Read: Mark 4: 30-32
By all accounts, the mustard seed is one of the smallest seeds--its diameter is roughly .0075 of an inch. One would hardly expect much from such a tiny seed. Yet from this tiny seed blooms an enormous plant. So what is Jesus trying to tell us about the kingdom of God, as it is compared to a mustard seed? Let us consider that, when given room to grow, the mustard plant grows very quickly and overtakes many of the plants around it. So it is with the realm of God in us and in the world. When the realm of God is given the space to grown and take root, it has the power to crowd out anything that is not of it. It has the ability to spread quickly and become the dominant, even only identifiable, force in its area.
At the same time, Jesus alludes to the mustard plant as providing shelter for "the birds of the air". In the Old Testament, the branches of a tree were sometimes used to sybolize the protection a kingdom or realm afforded its citizens. Perhaps Jesus is speaking of the nurture aspect of God's kingdom and its welcoming of those who are in need and who are vulnerable to the world around them...those on the margins of the world--those who are weak, powerless, and are considered insignificant in the world.

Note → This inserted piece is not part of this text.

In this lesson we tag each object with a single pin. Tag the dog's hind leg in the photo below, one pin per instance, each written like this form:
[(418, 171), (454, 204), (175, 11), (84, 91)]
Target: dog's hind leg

It was persons such as these that Jesus chose to surround himself with. Numbered among Jesus' disciples were women, tax collectors, fishermen, and others who weren't very high up the social ladder. In his community of disciples, Jesus nurtured them and shared with them the secrets of God's realm. He shared with them that the Gospel was not limited to the grand Temple or was not the property of the wealthy and publicly "religious". Instead, the Gospel was in them, the insignificant and lowly. Instead, the Gospel was found in the simplicity and ordinariness of life. How remarkable that in just a short period of time, these mustard seed-like disciples had managed to sow the seeds of hope and salvation from Jerusalem all the way to Rome! The lesson in all of this...there is nothing to small and there is no person or thing too insignificant or unimportant that it does not bear within it a seed, a glimpse, of God's coming realm.
Surpise us today God! Surprise us in how you will show your realm to us. Surprise us in what will give us a glimpse of you. Open us to be aware of those surprises. In Christ's name, AMEN.